While Google informs the public about broad core algorithm updates, it doesn’t announce every minor change or tweak, according to Google’s Search Liaison Danny Sullivan.

The comments were in response to Glenn Gabe’s question about why Google doesn’t provide information about volatility following the March core update.

Gabe wrote:

“… when site owners think a major update is done, they are not expecting crazy volatility that sometimes completely reverses what happened with the major update.
The impact from whatever rolled out on 5/3 and now 5/8 into 5/9 has been strong.”

Sullivan explained that Google continuously updates its search ranking systems, with around 5,000 updates per year across different algorithms and components.

Many of these are minor adjustments that would go unnoticed, Sullivan says:

“If we were giving notice about all the ranking system updates we do, it would be like this:

Hi. It’s 1:14pm — we just did an update to system 112!
Hi. It’s 2:26pm — we just did an update to system 34!

That’s because we do around 5,000 updates per year.”

While Google may consider these minor changes, combining thousands of those tweaks can lead to significant shifts in rankings and traffic that sites need help understanding.

More open communication from Google could go a long way.

Ongoing Shifts From Web Changes

Beyond algorithm adjustments, Sullivan noted that search results can fluctuate due to the nature of web content.

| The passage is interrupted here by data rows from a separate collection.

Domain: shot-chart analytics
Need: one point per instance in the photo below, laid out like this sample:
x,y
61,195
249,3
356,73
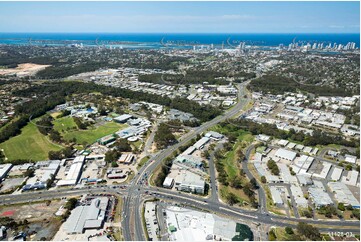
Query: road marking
x,y
227,209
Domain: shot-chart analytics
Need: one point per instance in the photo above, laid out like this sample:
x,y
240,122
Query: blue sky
x,y
181,17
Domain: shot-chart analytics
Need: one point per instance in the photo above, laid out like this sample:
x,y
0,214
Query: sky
x,y
180,17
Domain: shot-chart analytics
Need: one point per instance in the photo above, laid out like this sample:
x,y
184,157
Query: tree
x,y
272,235
254,183
356,213
122,145
236,182
308,231
341,206
112,156
289,230
240,155
348,167
29,173
71,203
248,190
271,164
231,198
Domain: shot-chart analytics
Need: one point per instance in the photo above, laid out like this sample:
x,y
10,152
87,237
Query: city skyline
x,y
180,17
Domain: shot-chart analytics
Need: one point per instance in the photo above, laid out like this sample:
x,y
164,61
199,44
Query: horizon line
x,y
176,33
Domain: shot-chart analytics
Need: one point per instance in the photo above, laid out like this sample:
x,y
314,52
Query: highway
x,y
136,191
191,200
148,168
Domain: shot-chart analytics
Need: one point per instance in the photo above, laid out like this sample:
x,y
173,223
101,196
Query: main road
x,y
130,209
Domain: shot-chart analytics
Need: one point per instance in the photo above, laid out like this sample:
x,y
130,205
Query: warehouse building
x,y
336,173
189,160
351,178
45,170
350,159
319,196
74,172
87,217
168,182
106,139
122,118
4,170
189,150
343,194
304,180
189,182
214,135
201,143
298,196
285,154
126,158
276,196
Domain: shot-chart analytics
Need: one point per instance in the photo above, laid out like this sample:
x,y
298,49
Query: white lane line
x,y
250,216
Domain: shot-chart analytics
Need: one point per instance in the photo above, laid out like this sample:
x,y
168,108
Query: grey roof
x,y
83,217
285,154
319,196
201,142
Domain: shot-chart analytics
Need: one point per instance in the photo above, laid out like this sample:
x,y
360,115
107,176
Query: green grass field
x,y
30,144
64,124
92,134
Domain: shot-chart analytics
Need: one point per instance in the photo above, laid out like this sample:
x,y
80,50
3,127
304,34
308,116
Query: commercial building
x,y
285,154
107,139
304,180
190,182
114,173
74,172
126,158
336,173
168,182
131,131
4,170
45,170
214,135
122,118
87,217
189,150
351,178
343,194
276,195
298,196
350,159
319,196
189,160
201,143
324,172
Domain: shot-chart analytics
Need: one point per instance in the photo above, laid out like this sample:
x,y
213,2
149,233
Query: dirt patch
x,y
25,69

Google’s ranking systems continually process new information, Sullivan explains:

“… already launched and existing systems aren’t themselves being updated in how they operate, but the information they’re processing isn’t static but instead is constantly changing.”

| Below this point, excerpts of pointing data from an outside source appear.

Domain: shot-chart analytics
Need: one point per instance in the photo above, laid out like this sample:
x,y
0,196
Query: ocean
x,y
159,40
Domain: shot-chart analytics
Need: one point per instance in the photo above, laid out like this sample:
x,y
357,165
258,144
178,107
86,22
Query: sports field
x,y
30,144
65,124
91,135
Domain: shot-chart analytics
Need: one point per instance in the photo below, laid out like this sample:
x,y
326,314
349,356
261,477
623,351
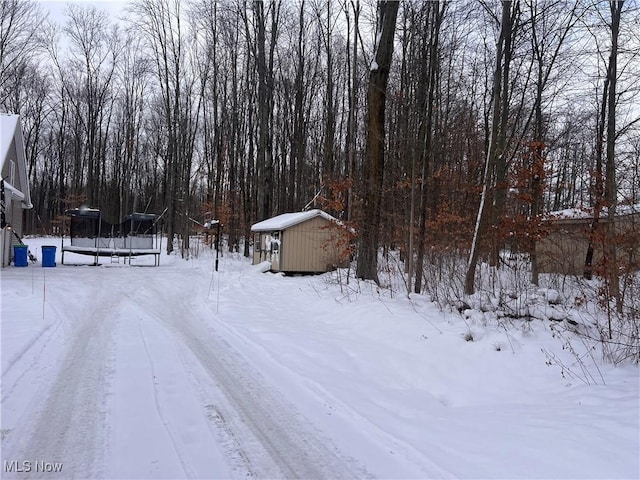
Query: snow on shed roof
x,y
286,220
586,213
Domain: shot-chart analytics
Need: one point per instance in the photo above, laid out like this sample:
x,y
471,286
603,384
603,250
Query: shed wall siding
x,y
304,246
564,249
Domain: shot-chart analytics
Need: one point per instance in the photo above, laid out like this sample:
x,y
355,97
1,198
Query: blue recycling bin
x,y
48,256
20,255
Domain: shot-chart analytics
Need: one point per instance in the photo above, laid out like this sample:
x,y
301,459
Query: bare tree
x,y
367,266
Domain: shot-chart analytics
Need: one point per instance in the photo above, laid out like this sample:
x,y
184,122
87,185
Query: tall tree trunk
x,y
493,151
367,266
611,190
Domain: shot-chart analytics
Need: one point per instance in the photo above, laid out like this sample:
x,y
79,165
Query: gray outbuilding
x,y
302,242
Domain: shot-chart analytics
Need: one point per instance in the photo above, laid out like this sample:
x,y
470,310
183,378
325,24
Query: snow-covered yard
x,y
177,371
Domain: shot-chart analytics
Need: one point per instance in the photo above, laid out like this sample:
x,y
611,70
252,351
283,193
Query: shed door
x,y
274,249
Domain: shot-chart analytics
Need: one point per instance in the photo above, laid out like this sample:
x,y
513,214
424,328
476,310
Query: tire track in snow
x,y
179,451
68,425
275,438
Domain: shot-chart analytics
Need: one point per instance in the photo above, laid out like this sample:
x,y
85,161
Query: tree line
x,y
435,127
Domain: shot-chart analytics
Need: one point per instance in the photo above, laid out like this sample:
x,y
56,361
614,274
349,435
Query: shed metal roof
x,y
286,220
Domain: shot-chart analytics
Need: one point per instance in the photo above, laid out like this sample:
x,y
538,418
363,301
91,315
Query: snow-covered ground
x,y
177,371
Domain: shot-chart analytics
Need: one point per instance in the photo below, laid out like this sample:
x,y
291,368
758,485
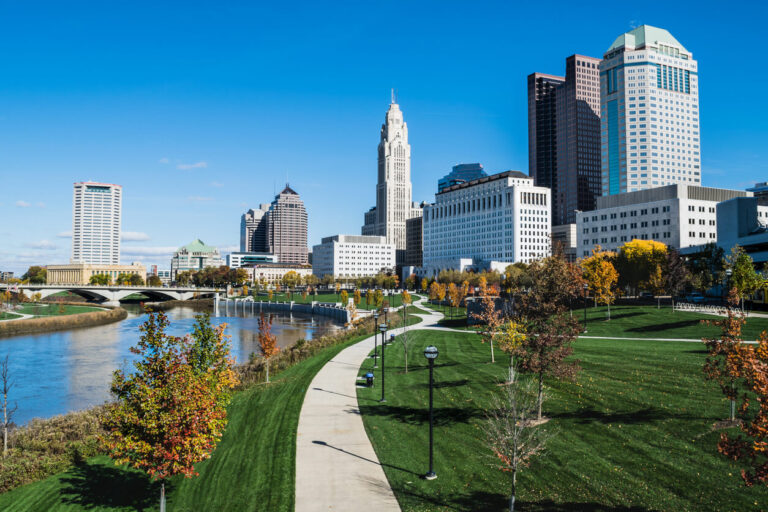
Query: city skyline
x,y
183,179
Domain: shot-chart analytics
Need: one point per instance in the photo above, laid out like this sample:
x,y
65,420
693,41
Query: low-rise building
x,y
677,215
241,259
352,256
486,224
195,256
81,273
272,274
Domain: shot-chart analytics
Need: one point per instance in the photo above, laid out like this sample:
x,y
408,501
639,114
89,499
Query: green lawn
x,y
634,432
45,309
394,300
650,322
253,468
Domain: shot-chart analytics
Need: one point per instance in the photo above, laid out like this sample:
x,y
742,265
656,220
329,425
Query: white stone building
x,y
487,223
649,113
394,203
677,215
96,218
352,256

Google focuses communications on major updates versus a never-ending stream of notifications about minor changes.

Sullivan continues:

“This type of constant ‘hey, we did an update’ notification stuff probably isn’t really that useful to creators. There’s nothing to ‘do’ with those types of updates.”

Why SEJ Cares

Understanding that Google Search is an ever-evolving platform is vital for businesses and publishers that rely on search traffic.

It reiterates the need for a long-term SEO strategy focused on delivering high-quality, relevant content rather than reacting to individual algorithm updates.

However, we realize Google’s approach to announcing updates can leave businesses scrambling to keep up with ranking movements.

More insight into these changes would be valuable for many.

How This Can Help You

Knowing that Google processes new information in addition to algorithm changes, you may have more realistic expectations post-core updates.

Instead of assuming stability after a major update, anticipate fluctuations as Google’s systems adapt to new web data.